Few seemed to blame Stewart.  Not even Waltrip.

"I don't blame Tony at all because anybody in the world would have had to block like that,'' he said.  "That's what you had to do on the last lap.''

Only Clint Bowyer had mild rebuke for Stewart.

“The 14, hung a pretty hard left on Michael there and turned him and kind of wrecked everybody, but he did what he had to do,” he said.  Bowyer himself was drilled by Kenseth on the backstraight, nearly pushing Bowyer off the track.  But Kenseth had the good sense to do it on the straightaway. 

Afterwards, Stewart got a lot of credit for taking the blame.  A class act some said.  Hard to figure out why.  Maybe it’s because it happened at Talladega and nothing really counts there.

But if you ask me, blocking’s blocking and Stewart better be looking in his rearview mirror at Charlotte.  There are 25 drivers with a reason to dump him.  

Monday, October 1, 2012

All You Need Is Love

For some Talladega Good Lovin' you need to embrace the speed
Facing the Dover Mile a week ago, Denny Hamlin contacted his sport psychologist, looking for a little help.  Seems it was the most challenging race on The Chase schedule for him, his “Achilles heel,” with an average finish of just 20.5

So what’s love got to do with it?

"Let your challenge for the week be to fall in love with this track,” the psychologist responded.  “From the moment you arrive, look at things to love about it and reasons to love it. All week look for things great and special to happen to you.  Embrace the challenge of having your best attitude that you've ever had this week. Take pride in showing yourself how strong your mind is. Own your mind and own the race track that you race. Control your attitude and let your emotions own the world. Have fun."

Good Lovin’
Feelin’ the love, Hamlin went out and grabbed the pole, led three times for 39 laps and finished 7th.  A little better fuel economy and he would have been second or third.  Talk about love at first sight. 

Hello, I Love You
So with Talladega coming up, not exactly a favorite with most drivers, where should they be looking for a little love.  Afterall, you’ve got to love the one you’re with.

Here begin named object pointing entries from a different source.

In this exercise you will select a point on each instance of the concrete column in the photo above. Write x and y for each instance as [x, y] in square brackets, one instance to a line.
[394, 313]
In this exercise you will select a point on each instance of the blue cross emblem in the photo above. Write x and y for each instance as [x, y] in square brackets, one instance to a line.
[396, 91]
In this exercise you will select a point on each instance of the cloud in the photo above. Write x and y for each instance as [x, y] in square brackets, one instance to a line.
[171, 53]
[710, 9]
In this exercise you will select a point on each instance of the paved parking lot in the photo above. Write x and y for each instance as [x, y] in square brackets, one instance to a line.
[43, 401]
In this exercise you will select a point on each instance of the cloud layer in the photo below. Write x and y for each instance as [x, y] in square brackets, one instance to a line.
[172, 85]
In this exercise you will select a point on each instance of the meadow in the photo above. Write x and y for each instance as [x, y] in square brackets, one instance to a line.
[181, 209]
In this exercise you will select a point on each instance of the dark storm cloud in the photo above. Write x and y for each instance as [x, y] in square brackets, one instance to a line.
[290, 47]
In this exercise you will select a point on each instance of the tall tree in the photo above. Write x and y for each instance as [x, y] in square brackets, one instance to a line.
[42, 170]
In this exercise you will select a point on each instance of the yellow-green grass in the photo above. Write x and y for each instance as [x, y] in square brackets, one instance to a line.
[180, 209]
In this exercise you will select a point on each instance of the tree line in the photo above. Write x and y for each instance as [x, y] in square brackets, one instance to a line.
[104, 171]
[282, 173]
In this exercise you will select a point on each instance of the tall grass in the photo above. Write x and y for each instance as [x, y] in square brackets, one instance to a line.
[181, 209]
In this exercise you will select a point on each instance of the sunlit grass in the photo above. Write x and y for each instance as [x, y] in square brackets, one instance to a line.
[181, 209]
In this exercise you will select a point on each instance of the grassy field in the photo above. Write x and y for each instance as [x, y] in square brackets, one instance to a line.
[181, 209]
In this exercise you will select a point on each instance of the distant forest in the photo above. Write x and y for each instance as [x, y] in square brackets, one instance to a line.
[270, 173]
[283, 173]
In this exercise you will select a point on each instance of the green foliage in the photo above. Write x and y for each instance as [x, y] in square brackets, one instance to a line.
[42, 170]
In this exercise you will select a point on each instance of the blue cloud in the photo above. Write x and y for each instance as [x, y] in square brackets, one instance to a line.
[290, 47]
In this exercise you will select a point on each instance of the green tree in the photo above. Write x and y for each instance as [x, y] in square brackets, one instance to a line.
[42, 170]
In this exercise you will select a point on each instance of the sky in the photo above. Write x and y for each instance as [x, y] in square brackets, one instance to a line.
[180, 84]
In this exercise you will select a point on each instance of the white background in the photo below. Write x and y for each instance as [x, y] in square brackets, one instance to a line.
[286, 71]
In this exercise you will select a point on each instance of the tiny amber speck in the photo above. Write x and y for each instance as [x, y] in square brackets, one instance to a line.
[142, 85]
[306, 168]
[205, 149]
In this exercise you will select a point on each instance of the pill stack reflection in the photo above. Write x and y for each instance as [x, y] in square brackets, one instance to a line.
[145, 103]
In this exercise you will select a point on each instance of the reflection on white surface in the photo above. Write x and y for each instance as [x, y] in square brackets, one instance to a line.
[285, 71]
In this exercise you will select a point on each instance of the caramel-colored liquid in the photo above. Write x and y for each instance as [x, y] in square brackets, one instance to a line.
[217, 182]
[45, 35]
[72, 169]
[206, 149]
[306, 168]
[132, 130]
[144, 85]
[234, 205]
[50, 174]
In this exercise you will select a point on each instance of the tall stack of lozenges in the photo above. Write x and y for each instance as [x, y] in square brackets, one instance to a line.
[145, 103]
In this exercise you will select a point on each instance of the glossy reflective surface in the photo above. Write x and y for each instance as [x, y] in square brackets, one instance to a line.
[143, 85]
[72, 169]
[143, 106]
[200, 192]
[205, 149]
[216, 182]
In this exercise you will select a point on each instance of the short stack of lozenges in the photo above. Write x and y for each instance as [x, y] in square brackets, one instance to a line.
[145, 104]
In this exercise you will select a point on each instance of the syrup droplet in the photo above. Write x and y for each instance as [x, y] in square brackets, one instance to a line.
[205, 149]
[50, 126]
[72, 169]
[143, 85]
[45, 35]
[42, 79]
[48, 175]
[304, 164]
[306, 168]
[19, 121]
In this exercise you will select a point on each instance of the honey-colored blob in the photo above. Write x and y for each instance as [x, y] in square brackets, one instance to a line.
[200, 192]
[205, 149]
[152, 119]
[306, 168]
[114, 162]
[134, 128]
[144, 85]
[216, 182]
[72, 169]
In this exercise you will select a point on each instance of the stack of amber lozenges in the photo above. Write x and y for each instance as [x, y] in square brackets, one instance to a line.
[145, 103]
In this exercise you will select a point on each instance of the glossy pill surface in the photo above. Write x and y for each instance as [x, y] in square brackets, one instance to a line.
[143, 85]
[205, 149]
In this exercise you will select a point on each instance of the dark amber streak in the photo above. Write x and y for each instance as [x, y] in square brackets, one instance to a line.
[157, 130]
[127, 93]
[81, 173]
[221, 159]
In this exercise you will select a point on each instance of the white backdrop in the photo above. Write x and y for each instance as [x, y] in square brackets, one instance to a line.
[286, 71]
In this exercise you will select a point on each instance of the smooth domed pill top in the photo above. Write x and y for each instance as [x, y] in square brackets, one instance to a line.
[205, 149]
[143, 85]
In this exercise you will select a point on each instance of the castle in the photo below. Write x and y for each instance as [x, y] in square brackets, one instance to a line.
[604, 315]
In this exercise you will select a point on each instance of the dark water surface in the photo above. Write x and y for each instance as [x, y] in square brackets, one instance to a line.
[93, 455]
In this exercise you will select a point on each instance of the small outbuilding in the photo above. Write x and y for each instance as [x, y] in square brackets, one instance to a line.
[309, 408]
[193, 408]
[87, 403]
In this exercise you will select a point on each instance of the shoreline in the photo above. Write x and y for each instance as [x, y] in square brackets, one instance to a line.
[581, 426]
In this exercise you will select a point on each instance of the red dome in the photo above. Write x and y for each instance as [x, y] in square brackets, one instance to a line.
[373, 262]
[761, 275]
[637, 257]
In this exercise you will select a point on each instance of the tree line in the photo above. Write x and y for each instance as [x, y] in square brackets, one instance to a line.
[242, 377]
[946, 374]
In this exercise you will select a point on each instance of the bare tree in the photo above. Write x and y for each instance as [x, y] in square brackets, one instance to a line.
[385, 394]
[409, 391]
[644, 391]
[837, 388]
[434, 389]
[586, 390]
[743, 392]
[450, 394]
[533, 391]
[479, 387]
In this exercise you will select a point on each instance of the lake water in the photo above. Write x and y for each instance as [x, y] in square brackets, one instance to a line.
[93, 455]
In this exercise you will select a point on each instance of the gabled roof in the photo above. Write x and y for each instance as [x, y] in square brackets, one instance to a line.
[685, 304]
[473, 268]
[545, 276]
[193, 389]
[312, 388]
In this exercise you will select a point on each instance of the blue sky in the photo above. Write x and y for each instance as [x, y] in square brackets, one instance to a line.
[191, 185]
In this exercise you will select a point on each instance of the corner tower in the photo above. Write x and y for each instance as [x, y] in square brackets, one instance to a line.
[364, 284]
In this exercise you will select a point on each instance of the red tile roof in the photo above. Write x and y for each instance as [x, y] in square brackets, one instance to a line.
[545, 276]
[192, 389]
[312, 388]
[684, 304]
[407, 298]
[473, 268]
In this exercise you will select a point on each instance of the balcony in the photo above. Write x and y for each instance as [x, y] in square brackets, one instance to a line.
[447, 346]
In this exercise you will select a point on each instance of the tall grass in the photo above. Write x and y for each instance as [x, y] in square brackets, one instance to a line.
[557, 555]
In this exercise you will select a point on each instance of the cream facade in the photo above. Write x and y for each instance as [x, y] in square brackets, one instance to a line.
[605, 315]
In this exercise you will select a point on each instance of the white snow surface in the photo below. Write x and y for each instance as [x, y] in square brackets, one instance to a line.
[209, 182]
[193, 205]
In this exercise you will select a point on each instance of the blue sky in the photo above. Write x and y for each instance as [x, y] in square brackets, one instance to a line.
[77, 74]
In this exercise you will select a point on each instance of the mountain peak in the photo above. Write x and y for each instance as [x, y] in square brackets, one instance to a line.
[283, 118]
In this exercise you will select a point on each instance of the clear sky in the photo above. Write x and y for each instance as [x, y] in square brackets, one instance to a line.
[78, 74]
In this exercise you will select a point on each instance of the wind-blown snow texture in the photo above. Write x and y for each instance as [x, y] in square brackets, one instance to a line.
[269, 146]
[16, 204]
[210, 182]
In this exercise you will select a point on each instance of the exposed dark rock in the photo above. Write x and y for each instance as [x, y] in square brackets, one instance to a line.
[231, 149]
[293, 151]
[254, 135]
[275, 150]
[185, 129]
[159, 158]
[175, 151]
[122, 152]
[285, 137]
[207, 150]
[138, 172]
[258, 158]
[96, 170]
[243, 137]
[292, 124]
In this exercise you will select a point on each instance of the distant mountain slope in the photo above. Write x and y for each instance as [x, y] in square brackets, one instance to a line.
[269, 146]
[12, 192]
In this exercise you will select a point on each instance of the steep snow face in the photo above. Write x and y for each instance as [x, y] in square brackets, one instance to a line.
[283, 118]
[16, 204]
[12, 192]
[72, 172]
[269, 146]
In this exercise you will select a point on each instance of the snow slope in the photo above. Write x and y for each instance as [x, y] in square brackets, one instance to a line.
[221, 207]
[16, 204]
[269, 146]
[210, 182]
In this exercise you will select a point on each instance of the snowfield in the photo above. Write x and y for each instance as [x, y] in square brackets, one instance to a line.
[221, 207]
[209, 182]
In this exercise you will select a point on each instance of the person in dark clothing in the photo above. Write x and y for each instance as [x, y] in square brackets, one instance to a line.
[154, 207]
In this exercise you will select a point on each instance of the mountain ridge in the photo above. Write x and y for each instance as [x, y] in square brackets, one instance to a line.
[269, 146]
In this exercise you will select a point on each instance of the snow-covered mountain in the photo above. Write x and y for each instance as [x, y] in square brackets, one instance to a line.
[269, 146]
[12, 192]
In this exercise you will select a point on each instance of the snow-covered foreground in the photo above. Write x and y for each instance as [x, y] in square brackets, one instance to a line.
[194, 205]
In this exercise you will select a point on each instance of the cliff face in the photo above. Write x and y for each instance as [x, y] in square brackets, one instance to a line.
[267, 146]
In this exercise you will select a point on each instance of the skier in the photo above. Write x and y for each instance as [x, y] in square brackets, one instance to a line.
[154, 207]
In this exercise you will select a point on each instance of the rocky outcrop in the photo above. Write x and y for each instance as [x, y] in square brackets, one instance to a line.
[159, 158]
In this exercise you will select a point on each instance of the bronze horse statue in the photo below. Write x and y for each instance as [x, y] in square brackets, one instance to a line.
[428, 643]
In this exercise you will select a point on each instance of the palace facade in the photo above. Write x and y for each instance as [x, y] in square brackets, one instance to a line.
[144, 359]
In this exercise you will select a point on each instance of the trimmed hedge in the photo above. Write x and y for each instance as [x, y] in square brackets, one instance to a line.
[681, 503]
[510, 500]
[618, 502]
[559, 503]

Speed.  To embrace Talladega, embrace its speed.  Don’t fear it.  Love Talladega for the speed.  No more running around at the back of the pack, waiting for the big one to happen.  You’ve got a 50/50 chance of ending up in the middle of it anyway.  Go for it.  Get up front.  Fight for the lead.  Show those other guys what you’ve got, that you’re not afraid of them, Talladega or anything else.

Oh yeah.  Show them a little love too.